Nathanael Gray created this painting on location at Point Reyes National Seashore, placing his canvases directly on the beach near the water’s edge. The marks, drips, and gestures within the work are shaped by his physical presence and direct engagement with the ocean environment.
Approaching the ocean as a living, uncontrollable force, Gray embraces painting as both an attempt to contain and surrender to it. Working intuitively, he responds to shifting elements of sand, wind, tide, and sound—at times pausing to listen to the surf before applying paint, and at others reacting urgently to the advancing water. The artist’s physical limitations, environmental interference, and changing light conditions become embedded in the surface of the work, merging human vulnerability with the vastness of the natural world.
Gray’s large-scale impasto paintings are typically produced outdoors, where abstraction, expressive mark-making, and color draw from Impressionism, Post-Impressionism, and Abstract Expressionism. He is known for spontaneous interpretations of the California coast and mountains, often completing paintings in little more than an hour.
Nathanael’s work can be viewed at the link below or @outfromthewild on Instagram

Justine Martinez

Justine paints abstracted figurative paintings that explore what it means to be fully alive, a journey from fragmented living to wholeness. Through layered, intuitive processes using fluid mediums like ink and water alongside oils and acrylics, she lets intuition lead, creating pieces where vivid scenes and backgrounds move through human faces and figures. Her work explores both the pain of disconnection and the potential for flourishing, challenging dehumanizing narratives through honest storytelling.

Riley Panis

YAYEE, founded by Riley Panis in 2021, is a multidisciplinary art practice currently centered on ceramic form. His visually engaging work prioritizes craftsmanship and individuality. Born and raised in the Bay Area, he draws inspiration from personal experiences, everyday rituals and shared moments. Each piece is proudly produced in California.

Augusto Piccio IV

Augusto Piccio IV is a California-based art director, graphic designer, and academic, working through a process with roots in cultural and visual anthropology—an attempt at understanding how humanity documents and communicates itself to the world. He works closely with Reality SF, designing our BREAD Journals each year and many other beautiful visuals you might see, like design work for our Annual Vision & Prayer.

Nicholas Robles

Nicholas Robles is an interdisciplinary artist, educator, and engineer based in the San Francisco Bay Area. Working at the intersection of material research and cultural inquiry, Robles explores how objects carry memory, identity, and historical weight.

Sam Setthaya

Sam moved to San Francisco in 2015 after feeling called by God to serve with Youth With A Mission San Francisco (YWAM SF).

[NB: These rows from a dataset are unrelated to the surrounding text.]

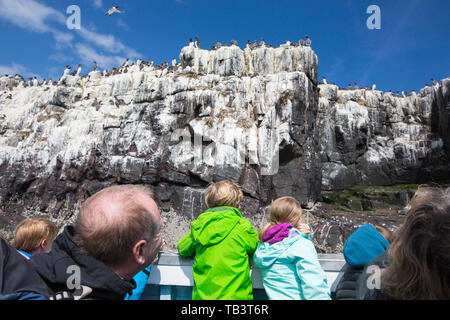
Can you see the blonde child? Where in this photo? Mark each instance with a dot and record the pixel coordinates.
(34, 235)
(287, 257)
(221, 241)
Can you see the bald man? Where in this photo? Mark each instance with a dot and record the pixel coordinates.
(116, 235)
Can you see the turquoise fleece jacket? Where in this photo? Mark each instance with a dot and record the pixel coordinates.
(291, 270)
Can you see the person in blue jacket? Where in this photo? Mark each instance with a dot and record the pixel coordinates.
(141, 279)
(365, 244)
(287, 257)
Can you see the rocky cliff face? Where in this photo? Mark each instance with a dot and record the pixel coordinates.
(256, 116)
(373, 138)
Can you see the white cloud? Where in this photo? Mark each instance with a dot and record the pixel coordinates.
(30, 14)
(88, 55)
(108, 42)
(16, 68)
(37, 17)
(97, 3)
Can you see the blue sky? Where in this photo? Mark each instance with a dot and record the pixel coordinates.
(411, 47)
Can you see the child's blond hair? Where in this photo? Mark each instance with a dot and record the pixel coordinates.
(284, 209)
(223, 193)
(31, 232)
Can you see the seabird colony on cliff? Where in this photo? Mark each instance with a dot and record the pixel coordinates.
(33, 81)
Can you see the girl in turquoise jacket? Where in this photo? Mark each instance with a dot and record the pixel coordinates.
(287, 257)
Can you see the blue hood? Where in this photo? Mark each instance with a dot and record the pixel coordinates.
(364, 245)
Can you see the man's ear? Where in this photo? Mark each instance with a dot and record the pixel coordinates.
(139, 251)
(43, 243)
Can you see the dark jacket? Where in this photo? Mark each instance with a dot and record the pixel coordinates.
(365, 244)
(366, 293)
(58, 269)
(18, 280)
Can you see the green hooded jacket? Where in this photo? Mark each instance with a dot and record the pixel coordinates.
(222, 241)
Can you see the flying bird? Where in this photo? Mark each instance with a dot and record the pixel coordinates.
(112, 10)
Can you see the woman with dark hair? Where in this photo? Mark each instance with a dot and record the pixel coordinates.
(419, 256)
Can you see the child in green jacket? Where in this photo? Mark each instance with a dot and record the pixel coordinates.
(222, 241)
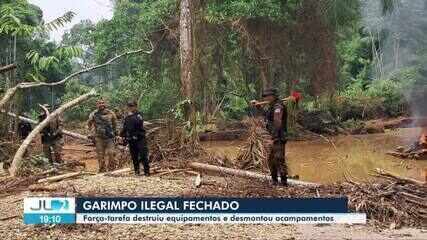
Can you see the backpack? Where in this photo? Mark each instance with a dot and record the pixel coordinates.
(103, 126)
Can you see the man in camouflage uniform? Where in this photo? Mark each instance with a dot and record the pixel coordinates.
(276, 122)
(104, 123)
(52, 139)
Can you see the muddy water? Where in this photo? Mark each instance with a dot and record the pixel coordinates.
(356, 155)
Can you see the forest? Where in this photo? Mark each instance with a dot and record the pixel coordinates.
(357, 67)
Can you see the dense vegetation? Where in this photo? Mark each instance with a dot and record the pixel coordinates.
(347, 57)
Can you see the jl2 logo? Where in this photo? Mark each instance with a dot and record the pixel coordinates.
(50, 205)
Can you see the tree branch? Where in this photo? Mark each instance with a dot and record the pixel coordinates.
(17, 159)
(11, 91)
(7, 68)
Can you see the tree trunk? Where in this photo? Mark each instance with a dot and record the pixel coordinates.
(17, 160)
(242, 173)
(186, 48)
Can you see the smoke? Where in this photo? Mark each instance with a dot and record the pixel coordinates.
(400, 38)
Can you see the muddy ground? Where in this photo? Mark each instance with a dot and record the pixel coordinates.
(174, 185)
(182, 184)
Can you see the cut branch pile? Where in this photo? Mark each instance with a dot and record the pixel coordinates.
(254, 153)
(415, 151)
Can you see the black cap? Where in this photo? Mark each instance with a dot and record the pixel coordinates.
(269, 92)
(132, 104)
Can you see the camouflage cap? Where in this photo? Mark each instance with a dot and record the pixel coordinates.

His artist name is Dinsaww, which means “pencil” in Thai. He loves where he lives, where he comes from, and the places he has visited. In his free time, he enjoys drawing and creating art inspired by architecture and landscapes. He is especially drawn to architecture and landscapes because they tell the history of each place and reflect the beautiful stories that are passed down from generation to generation.

Christine Wu

Christine Wu is a creative who works in ministry here in San Francisco. This pot was inspired by a Möbius strip – a three-dimensional loop that strangely has only one side. At a glance it looks like there is a clear inside and outside, but if you follow the contours of the pot you’ll see that they share the same surface and in a sense, the same side. She made it during a time in her life when she was thinking about what it would take for two people on different sides of something to find a way to each other.

Kelsey Anderson

Kelsey Anderson is a San Francisco–based creative serving in ministry. As a multidisciplinary artist, she explores the intersection of spirituality, storytelling, and creativity through visual art and design. Her practice is rooted in the belief that creativity is both a form of worship and an invitation for others to encounter beauty, reflection, and hope. Kelsey is passionate about cultivating spaces where imagination and faith coexist, and bringing awareness to the Sacred through creative expression.